Bob DeChiara-USA TODAY Sports

Real Salt Lake struggled in some significant ways against New England Revolution on Saturday, and despite a return to the vaunted diamond of old, they were plagued by some tactical missteps that had big consequences.

As we look at the second goal, we see a problem in the defending of the Revolution's build-up play.

rsl-ne 01

RSL's defending was skewed unnecessarily.

The biggest problem we immediately see is that Luke Mulholland, Kyle Beckerman, and Demar Phillips are all wide left. John Stertzer is coming back well enough, and Tony Beltran is man-marking Juan Agudelo.

The replay isn't clear where New England Revolution got the ball, so we have to go to the chalkboards to really get a sense of it. At 41:58, there was apparently a clearance by Elias Vasquez (the TV broadcast was busy showing a replay of the first goal at that point), but it's not totally clear what state the game was in before that.

So let's get a quick timeframe, keeping in mind that we're relying on Opta. Their stats and data-keeping is very good, but we can't really do an eye check on this one — and when the broadcast doesn't show something, Opta doesn't tend to be able to track a statistic. (New England events in italics)

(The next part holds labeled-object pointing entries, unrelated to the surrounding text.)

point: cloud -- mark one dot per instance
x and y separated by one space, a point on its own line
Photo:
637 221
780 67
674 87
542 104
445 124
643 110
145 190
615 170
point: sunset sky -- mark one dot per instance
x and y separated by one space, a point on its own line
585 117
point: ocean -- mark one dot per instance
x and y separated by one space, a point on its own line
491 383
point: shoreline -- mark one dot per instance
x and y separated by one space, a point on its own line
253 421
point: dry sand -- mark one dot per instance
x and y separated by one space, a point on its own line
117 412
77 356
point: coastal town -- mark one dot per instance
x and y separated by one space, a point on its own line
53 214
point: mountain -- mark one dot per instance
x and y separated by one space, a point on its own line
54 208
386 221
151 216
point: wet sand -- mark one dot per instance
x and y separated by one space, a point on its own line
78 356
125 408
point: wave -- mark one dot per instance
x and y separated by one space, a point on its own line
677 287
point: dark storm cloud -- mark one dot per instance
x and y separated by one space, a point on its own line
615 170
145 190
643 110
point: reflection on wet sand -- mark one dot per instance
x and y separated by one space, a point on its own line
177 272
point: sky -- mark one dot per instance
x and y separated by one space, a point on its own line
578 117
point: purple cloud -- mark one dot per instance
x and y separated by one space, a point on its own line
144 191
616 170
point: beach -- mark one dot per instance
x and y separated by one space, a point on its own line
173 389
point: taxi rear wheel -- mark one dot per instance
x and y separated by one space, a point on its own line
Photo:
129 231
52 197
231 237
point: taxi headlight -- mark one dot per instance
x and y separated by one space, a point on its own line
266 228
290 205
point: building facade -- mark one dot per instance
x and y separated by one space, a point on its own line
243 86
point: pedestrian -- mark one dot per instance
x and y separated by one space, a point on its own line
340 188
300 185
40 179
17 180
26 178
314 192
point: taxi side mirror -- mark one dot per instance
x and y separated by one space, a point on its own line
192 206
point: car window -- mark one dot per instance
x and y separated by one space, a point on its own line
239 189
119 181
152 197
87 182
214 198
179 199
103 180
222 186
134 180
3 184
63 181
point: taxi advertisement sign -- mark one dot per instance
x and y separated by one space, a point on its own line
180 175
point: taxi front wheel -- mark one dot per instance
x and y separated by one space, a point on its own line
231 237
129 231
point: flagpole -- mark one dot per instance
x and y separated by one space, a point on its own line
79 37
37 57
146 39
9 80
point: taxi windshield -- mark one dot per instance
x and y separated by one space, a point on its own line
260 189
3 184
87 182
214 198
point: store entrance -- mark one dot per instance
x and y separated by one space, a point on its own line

  1. 41:45 Gil pass backward to Phillips
  2. 41:47 Phillips pass into final third, from midfield line cut out
  3. 41:49 Jones interception
  4. 41:51 Recovery from Caldwell
  5. 41:53 Nguyen successful pass
  6. 41:55 Misplaced pass from Jones
  7. 41:58 Vasquez clearance
  8. 42:12 Nguyen has ball, pass to Bunbury (on broadcast)
  9. 42:17-42:19 Bunbury has ball (on broadcast)
  10. 42:21 Bunbury key pass
  11. 42:22 Charlie Davies shot
  12. 42:22 Attinella save
  13. 42:26 Agudelo goal

And that's where we start to get at what's distressing about the above image. Real Salt Lake is not set up for defending in the transition, and although we don't have the 14 seconds between the Vasquez clearance and Lee Nguyen having the ball, it's a safe assumption that the ball was in New England's possession.

What goes wrong? Well, let's break that down, too.

  • Luke Mulholland is wide left, and when the play starts visibly at 42:12, he's not defending anybody in particular. Maybe he was trying to get involved as an attacking option or trying to press against the Revs' defense, but it looks more like he's very out of position.
  • Kyle Beckerman tries to defend against the Nguyen pass, but some simple movement from Teal Bunbury inside gives Nguyen an open passing option. Demar Phillips is pressed up against Bunbury, but when he cuts inside, he's retreated to follow an option on the flank.
  • Aaron Maund and Tony Beltran are both marking the same player (more or less), with Beltran further out wide and more directly pressed against Juan Agudelo. Elias Vasquez is up against Charlie Davies, but he instructs Maund to step to Davies so that he can approach the unmarked Bunbury and cut out a pass. Maund is too slow to react, so he's not close enough to prevent a clever run from Davies.

There was more, too — but piling on doesn't feel productive. Maybe Luis Gil should have been in a better defensive position than being around the midfield line, but that's splitting hairs.

Regardless, it took only 15 to 20 seconds for Real Salt Lake to be caught in an awful transition moment. It's one of several things they have to improve if they want to do better this year.